Over the past three years, INTERN has written manuscript
critiques for many would-be authors, of whom some have gone on to find
representation, go on submission, and basically get the publishing ball
rolling, and some have not (at least, not yet).
One of the neat things about freelance editing is that you get to be a fly on
the wall throughout other writers’ journey towards publication, and INTERN has
observed some interesting patterns amongst her clientele. Here are some factors
that differentiate the soon-to-be-agented writers from the writers who have a
little further to go.
1. They’ve been at it
for a while.
In INTERN’s experience, the novel that lands the agent is almost never a client’s first manuscript. In fact, the
clients who get in touch with one of those ecstatic “OMG agent!!!” e-mails a
few months down the road have almost
always written two or three other manuscripts, and perhaps even done a
round of querying for one of them before deciding to move on.

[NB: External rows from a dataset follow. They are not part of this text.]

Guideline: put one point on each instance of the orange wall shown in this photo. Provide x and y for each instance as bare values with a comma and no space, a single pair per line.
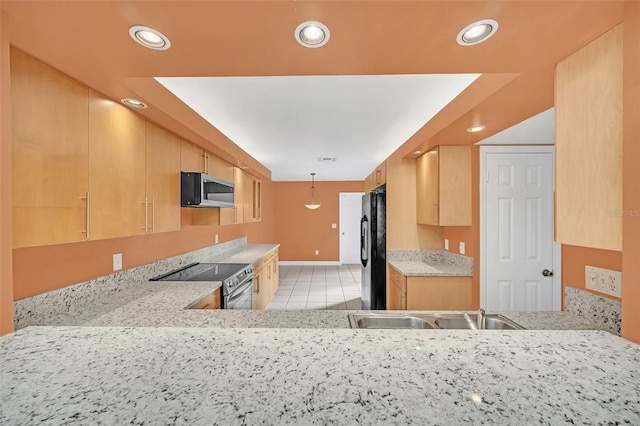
6,287
575,258
631,173
470,234
301,231
45,268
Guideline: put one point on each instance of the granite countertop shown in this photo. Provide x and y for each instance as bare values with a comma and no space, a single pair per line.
430,263
87,375
252,254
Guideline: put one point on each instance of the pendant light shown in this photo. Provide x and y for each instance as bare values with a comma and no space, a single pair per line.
314,200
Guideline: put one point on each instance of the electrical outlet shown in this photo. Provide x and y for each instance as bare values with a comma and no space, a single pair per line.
614,283
117,261
603,280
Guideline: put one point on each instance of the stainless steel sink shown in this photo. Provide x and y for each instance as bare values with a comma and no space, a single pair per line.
431,321
379,321
490,322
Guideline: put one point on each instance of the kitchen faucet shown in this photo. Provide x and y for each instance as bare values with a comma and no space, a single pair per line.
480,324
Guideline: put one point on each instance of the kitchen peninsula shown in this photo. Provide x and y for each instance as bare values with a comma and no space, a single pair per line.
137,355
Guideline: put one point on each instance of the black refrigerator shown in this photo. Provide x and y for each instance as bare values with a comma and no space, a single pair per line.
373,249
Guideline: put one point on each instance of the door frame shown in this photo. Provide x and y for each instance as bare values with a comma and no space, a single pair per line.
359,194
556,248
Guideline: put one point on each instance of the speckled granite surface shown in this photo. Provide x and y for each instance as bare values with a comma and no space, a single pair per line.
60,375
102,293
430,263
598,309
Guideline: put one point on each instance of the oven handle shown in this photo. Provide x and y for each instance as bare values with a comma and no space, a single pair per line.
237,292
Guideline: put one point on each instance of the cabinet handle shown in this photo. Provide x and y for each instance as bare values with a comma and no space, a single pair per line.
433,212
87,231
146,215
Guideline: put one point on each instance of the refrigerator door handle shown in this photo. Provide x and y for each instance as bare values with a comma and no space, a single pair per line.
364,240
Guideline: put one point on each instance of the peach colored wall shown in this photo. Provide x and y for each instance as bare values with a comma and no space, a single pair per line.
470,234
575,258
631,173
45,268
6,287
301,231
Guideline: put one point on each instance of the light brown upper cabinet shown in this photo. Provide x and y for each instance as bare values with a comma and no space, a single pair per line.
235,214
444,186
50,154
376,178
162,180
256,199
116,169
192,158
588,110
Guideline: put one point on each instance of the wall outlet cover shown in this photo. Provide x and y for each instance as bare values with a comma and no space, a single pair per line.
117,261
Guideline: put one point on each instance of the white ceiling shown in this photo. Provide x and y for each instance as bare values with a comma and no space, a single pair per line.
287,123
537,130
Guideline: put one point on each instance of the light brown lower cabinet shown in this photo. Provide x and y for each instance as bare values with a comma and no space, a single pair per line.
265,280
211,301
428,293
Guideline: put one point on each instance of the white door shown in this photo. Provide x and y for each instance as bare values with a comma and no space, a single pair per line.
517,255
350,213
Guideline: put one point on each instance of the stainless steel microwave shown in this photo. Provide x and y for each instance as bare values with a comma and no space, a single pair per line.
202,190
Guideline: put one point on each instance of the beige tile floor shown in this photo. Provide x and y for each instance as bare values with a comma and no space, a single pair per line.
318,287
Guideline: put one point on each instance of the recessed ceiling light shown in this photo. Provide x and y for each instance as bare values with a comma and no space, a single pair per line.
477,32
134,103
312,34
148,37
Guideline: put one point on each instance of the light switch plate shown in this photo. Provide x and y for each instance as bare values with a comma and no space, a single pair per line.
117,261
603,280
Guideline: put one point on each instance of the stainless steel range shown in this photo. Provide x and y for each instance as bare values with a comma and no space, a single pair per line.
236,278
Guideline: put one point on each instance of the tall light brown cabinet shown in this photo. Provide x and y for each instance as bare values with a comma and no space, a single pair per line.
85,167
444,186
589,145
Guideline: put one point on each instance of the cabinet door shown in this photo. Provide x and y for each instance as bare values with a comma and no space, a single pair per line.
116,169
192,157
380,175
50,154
439,293
217,167
162,179
397,298
427,187
229,215
454,176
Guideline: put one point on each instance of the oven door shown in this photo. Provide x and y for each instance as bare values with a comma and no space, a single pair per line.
241,297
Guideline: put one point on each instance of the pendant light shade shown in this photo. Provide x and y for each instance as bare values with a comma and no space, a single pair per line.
313,201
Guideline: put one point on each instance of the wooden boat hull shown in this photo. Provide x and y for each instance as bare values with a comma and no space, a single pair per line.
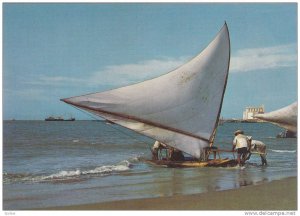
210,163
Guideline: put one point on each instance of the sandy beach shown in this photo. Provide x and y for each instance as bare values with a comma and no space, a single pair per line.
275,195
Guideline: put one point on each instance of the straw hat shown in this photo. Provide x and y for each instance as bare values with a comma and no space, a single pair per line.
238,132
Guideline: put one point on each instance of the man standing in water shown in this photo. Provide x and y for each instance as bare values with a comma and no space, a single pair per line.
242,145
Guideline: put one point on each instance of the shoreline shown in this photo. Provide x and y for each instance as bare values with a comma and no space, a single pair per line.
274,195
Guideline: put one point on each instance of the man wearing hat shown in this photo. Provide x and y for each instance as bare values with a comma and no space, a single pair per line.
241,144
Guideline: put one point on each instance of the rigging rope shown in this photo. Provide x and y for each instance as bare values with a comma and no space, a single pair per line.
111,125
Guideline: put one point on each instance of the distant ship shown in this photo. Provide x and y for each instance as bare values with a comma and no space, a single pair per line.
58,118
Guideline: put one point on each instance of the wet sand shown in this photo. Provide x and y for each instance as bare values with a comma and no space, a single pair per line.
275,195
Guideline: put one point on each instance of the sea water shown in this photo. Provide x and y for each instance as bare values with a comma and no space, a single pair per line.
48,164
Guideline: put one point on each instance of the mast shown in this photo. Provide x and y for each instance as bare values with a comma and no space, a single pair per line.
180,109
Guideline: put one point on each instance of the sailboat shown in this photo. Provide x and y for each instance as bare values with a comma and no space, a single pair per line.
180,108
285,117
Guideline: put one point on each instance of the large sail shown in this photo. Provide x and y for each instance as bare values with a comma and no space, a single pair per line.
180,108
285,117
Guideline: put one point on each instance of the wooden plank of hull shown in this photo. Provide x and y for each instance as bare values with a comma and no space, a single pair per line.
211,163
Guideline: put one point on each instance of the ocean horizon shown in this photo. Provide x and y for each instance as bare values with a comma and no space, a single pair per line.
48,164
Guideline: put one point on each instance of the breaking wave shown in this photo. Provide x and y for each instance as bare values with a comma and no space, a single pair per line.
283,151
70,175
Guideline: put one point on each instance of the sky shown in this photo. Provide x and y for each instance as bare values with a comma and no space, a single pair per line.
53,51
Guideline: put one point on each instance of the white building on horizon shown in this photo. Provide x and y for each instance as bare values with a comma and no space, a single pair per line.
251,111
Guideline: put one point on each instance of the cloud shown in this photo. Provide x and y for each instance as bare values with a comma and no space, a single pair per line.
31,94
132,73
265,58
115,75
43,80
244,60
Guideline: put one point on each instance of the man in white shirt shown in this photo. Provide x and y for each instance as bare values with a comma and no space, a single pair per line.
157,145
258,147
242,145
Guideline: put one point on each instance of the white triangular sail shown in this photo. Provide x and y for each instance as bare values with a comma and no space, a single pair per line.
180,108
285,117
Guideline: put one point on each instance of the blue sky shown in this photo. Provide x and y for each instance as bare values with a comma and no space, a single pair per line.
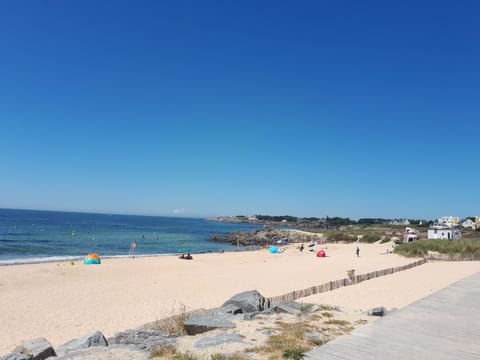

See also Querying Euphemisms, “This is my first novel.”
2. They already have
a grasp of some of their manuscript’s problems.
In general, writers who accompany their manuscript with an
e-mail along the lines of “I know the middle section’s dragging, but I can’t
figure out what to cut” or “the plot gets all tangled up after page 200, ack,
help!” are closer to representation than writers who have no idea how to gauge
the quality and/or doneness of their own manuscript. The ability to self-assess is a strong predictor of
future writing success (at least, among INTERN’s self-selected and completely
unscientific sample of editing clients).
The less experienced the writer, the more they tend to
expect a yes/no, pass/fail type answer: “Is it any good? Do I have talent? Huh,
huh?” Because they are less able to identify their manuscript’s strengths and
weaknesses, they assume it must either be uniformly good or bad.
In contrast, writers who are a little further along tend to
ask a very different type of question: “What do I have to do to take this
manuscript to the next level?” They have some awareness of their manuscript’s
strengths and weaknesses, even if they can’t quite put their finger on the
specific reasons that certain things are failing to work.
3. They are willing to
make drastic changes.
An editor’s mandate is to make a manuscript the best it can
possibly be. With that in mind, a critique or editorial letter will sometimes
recommend massive and seemingly mind-boggling levels of plot changes,
restructuring, and reimagining.
In INTERN’s experience, a disproportionate number of clients
who e-mail a month or two after a critique saying, “Okay, so I went ahead and
deleted Character A and rewrote Part II to take place in Setting B while
scrapping plotlines C, D, and F and WHY DIDN’T I THINK OF THIS BEFORE?!?” end
up agented within the year.
This is not to say that writers who decide to move on to another
project instead of investing the time and emotional energy in resolving a
quagmirish manuscript are wrong. Far from it—it all counts towards #1,
experience, and besides, INTERN can hardly think of a change more drastic than
moving on to another project completely.
4. They value
improvement for its own sake.
The soon-to-be-agented writers get just as excited about the
prospect of finally nailing that
subplot/scene/ending/character as they are about the possibility of getting an
agent and book deal. The manuscript isn’t a means to an end (“get me an agent
and a book deal and faaaame!”) but a thing worth perfecting in itself, because
it is right and proper to do your craft well.
Love for the craft is a strong indicator of future success
because it means that the writer in question is more likely to carry on in the
face of the inevitable stumbles and disappointments—to hang in there long
enough to get to the “agented” stage.
5. They are friendly
and professional.
This is undoubtedly a result of INTERN’s highly unscientific
sample pool, because lord knows that plenty of cranky, unreasonable and
downright insane writers get agents and book deals every day. But it bears
noting: 100% of INTERN’s editing clients who now have agents are
well-organized, articulate, friendly, and reasonable —or perhaps more to the
point, they are capable of projecting a well-organized, articulate, friendly
and reasonable image in their communications, regardless of how stressed out,
incoherent, frantic or insecure they feel on the inside.
**
This is not to say that every writer who has been at it for
a while, who is invested in honing his/her craft, who is willing and eager and
earnest and well-researched will find an agent and go on to happy book dealdom
and do it in a timely fashion. Some books are harder to sell than others, and
the publishing industry is insanely fickle and slow and unreliable. Suffice to
say that the writers whose eventual agenting INTERN has been lucky enough to
hear about have all shared certain qualities* (other than the obvious, talent).
*for what it’s worth, INTERN suspects that #1, experience—as
in sheer number of hours spent writing and revising—is the most important of
the five, as it tends to lead to the other four automatically. So if you are a not-yet-agented
writer who is reading this and wondering how it applies to you, take heart and write more.